Heritage Series Box Set

The International Staff Band of The Salvation Army

The International Staff Band of The Salvation Army
Bandmaster: Dr. Stephen Cobb
Heritage Series Vol. 1-7 and Regeneration - Marches from a Golden Era Heritage Box Set: SPS355CD

This box set from The Salvation Army's flagship brass band is groundbreaking in so far as it comprises high-class recordings of Salvation Army music spanning nine decades, accompanied by insightful recorded conversation about the progression and development of the featured repertoire.

Beautifully packaged in an attractive box are eight separate CD releases recorded between November 2008 and April 2015. We begin with 15 marches composed between 1912 and 1930 forming Regeneration - Marches from a Golden Era before seven volumes, each dedicated to music of a specific decade from the 1930s through to the ‘90s, combine to produce the Heritage Series Vol. 1-7.

In addition to some fantastic playing, each release boasts excellent booklet notes by Dr. Ronald W. Holz, and I particularly enjoyed the relaxed and informative conversations between Lt. Colonel (Dr.) Ray Steadman-Allen and Dr. Stephen Cobb that conclude each volume. Sadly Dr. Steadman-Allen passed away before the final volume was completed, but I’m sure that Ray will have been smiling down from Heaven as William Himes takes over to discuss the music chosen for Vol. 7 with Dr. Cobb.

Featured in this box set are 126 pieces including fantastic solo contributions from Kevin Ashman, David Daws, Philip Cobb, Derick Kane, Andrew Justice and many more - all written by the very best Salvationist composers.

For me, two discs were of great personal interest. Firstly Heritage Series Vol. 3 - Music from the 1950s, which includes a re-mastered 1957 recording of the cornet solo, Wondrous Day by Eric Liedzen, performed by Roland Cobb, the father of Dr. Stephen Cobb. Roland was for many years the illustrious Principal Cornet of The International Staff Band (ISB) and also Principal Cornet of the Band of the Welsh Guards, in which I also served. I was privileged to sit alongside Roland and was always in awe of his brilliant playing, wonderful full tone and clear articulation. I remember being in the dressing room before a concert on the Tunbridge Wells Bandstand and Roland opening a package containing a manuscript of a solo that he had received to play at a Salvation Army Festival in the Royal Albert Hall. He placed the music on the window ledge, and as he had not yet taken his cornet out of the case, but I had, I attempted a few bars of this difficult new solo and then rather cheekily turned to Roland, and said: “I played
it first!” Of course it was
Wondrous Day and, needless to say, his playing of it on this recording is magnificent, more especially so as I know it was recorded in one take!

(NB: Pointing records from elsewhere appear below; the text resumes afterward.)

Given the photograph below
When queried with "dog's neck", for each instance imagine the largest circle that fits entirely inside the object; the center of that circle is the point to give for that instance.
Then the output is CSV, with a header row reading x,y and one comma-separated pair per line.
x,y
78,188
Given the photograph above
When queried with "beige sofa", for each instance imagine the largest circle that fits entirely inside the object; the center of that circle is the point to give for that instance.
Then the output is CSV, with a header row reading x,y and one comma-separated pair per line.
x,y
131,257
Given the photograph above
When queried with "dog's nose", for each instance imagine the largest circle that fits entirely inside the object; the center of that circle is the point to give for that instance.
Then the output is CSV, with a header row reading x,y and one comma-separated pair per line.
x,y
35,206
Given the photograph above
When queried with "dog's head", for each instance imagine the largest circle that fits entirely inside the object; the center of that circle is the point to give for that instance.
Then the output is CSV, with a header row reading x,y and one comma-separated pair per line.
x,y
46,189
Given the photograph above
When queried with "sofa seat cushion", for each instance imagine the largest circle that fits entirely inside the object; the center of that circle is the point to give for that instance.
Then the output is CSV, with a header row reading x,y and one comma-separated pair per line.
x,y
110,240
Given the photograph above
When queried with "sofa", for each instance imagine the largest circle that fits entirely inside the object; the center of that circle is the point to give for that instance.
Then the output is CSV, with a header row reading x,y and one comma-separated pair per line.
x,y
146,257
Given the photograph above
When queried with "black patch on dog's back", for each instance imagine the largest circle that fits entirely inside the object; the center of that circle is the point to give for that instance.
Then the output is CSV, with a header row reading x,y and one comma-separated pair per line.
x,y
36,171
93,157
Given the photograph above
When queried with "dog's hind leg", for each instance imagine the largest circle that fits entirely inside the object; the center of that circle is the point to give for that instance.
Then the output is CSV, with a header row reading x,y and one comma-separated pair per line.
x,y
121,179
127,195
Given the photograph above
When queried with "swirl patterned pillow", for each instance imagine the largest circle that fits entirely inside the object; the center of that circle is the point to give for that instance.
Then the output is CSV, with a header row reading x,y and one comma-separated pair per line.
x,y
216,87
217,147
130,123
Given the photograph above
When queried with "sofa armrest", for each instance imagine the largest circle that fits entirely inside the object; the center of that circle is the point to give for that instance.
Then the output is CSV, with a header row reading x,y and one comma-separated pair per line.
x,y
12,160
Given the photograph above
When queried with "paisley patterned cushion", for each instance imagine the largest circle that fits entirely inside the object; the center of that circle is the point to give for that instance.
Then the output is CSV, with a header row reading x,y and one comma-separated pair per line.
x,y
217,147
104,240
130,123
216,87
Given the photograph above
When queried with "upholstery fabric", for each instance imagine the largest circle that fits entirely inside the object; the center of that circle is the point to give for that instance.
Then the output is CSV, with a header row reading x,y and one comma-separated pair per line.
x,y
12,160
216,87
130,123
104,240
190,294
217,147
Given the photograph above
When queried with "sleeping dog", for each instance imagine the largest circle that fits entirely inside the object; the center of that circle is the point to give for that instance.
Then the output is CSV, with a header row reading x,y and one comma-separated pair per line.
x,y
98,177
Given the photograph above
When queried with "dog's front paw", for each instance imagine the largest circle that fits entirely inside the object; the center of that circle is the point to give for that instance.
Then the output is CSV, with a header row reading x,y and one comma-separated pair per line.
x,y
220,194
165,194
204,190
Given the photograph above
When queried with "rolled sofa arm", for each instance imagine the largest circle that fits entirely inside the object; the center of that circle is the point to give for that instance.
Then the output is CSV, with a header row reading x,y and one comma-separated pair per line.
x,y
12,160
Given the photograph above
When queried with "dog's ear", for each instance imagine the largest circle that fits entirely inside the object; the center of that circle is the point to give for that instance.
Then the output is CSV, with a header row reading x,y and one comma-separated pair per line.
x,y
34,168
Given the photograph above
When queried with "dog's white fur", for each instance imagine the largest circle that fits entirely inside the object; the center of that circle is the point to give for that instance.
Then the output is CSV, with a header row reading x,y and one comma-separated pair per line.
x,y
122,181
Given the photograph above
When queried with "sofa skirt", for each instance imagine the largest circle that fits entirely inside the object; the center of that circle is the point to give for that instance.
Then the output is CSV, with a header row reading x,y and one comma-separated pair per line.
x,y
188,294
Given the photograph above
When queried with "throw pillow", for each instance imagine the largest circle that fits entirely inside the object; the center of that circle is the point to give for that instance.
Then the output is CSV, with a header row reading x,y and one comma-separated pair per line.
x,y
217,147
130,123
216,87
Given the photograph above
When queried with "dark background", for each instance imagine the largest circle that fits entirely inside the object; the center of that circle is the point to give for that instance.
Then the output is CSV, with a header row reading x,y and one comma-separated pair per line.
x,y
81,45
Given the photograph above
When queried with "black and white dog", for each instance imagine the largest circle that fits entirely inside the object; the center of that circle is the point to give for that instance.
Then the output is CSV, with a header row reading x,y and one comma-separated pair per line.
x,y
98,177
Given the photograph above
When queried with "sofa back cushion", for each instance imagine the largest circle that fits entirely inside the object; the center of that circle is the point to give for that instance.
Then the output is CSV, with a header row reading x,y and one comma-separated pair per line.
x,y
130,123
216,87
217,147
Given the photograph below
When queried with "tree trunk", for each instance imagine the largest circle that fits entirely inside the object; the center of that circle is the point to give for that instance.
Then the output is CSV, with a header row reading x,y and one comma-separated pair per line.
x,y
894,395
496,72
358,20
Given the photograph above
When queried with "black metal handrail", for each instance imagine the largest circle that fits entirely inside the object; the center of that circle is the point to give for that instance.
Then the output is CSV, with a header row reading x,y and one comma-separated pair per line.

Also of particular personal interest is Heritage Series Vol. 7 - Music from the 1990s, which includes Robert Redhead’s Isaiah 40, the test-piece used at the 1996 British Championship Section National Final. I was one of the adjudicators on that occasion and remember the top four bands in order being: CWS (Glasgow), Grimethorpe Colliery, Black Dyke Mills and Williams Fairey. I know that it could not possibly happen, but if they had performed that day displaying the control, immaculate solo playing, wonderful sounds (and If I may say so, the spiritual message that seems to come through in Stephen Cobb’s interpretation), I have no doubt that we, the adjudicators, would have been considering The ISB for the top honour along with those four bands.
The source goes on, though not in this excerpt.